The problem with constructing an aligned AI is that any active utility function or attempt at world optimization is likely to succumb to the Goodhart’s law in one of its many forms, as discussed here and elsewhere by the good people of MIRI. I wonder if a more passive approach is worth considering, or may have been considered already.

Humanity is a part of the Universe, and building and organizing accurate knowledge about the Universe is what science is. Not using the scientific knowledge to advance specific interests or goals, e.g. technological advancements or personal gain, but for the knowledge’s sake. Such a scientifically-minded agent would not be interested in modifying the Universe, and would limit any effects to the minimum needed to understand it.
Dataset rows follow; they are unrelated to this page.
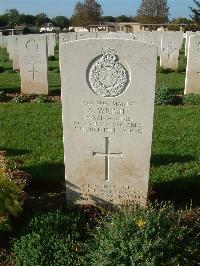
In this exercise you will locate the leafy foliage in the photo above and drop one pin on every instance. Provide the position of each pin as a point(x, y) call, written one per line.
point(12, 195)
point(49, 239)
point(195, 16)
point(2, 96)
point(134, 236)
point(87, 13)
point(153, 11)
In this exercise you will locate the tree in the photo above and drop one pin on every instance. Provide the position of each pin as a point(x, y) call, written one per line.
point(123, 18)
point(108, 19)
point(153, 11)
point(13, 16)
point(195, 12)
point(41, 18)
point(4, 20)
point(27, 19)
point(87, 13)
point(61, 21)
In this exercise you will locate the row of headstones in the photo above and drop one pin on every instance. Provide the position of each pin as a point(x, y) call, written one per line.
point(29, 54)
point(168, 43)
point(34, 78)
A part of this scientific research would be to understand humanity as deeply as possible, including what we humans imagine an aligned AI would look like even though we do not fully understand it ourselves at this point.
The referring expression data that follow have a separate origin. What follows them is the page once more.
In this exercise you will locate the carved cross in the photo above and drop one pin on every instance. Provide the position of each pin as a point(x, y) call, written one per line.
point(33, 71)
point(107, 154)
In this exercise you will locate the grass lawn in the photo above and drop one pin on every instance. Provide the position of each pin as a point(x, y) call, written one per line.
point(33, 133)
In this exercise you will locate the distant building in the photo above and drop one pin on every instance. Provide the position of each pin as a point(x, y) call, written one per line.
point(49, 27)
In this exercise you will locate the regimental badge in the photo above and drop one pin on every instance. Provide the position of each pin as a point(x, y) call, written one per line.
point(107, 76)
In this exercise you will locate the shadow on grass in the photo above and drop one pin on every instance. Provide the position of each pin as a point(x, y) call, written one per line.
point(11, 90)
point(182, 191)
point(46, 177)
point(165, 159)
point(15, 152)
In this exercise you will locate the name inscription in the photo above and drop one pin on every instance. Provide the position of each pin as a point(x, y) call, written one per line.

Presumably at some point such an AI would understand the universe and the humans in it enough to basically serve as a safe DWIM (do what I mean) genie. It would be inherently safe because doing anything unsafe, or agreeing to do anything unsafe would mean that the genie does not understand the part of the Universe that is the humanity. After all, we would not want to do anything that has unsafe and unintended consequences. “Unsafe” includes doing nothing at all: an AI that would prevent humans from doing anything would not understand humans, and so would not understand the universe. In other words

Aligned AI is AI the scientist, not AI the engineer.

This is, of course, is easier said than done. Learning all about the world while actively minimizing any impact on the world is something that we humans often strive to do when trying to understand the ecosystem of the Earth, with mixed results. Still, sometimes we succeed, and, odds are, so could an agent smarter than us.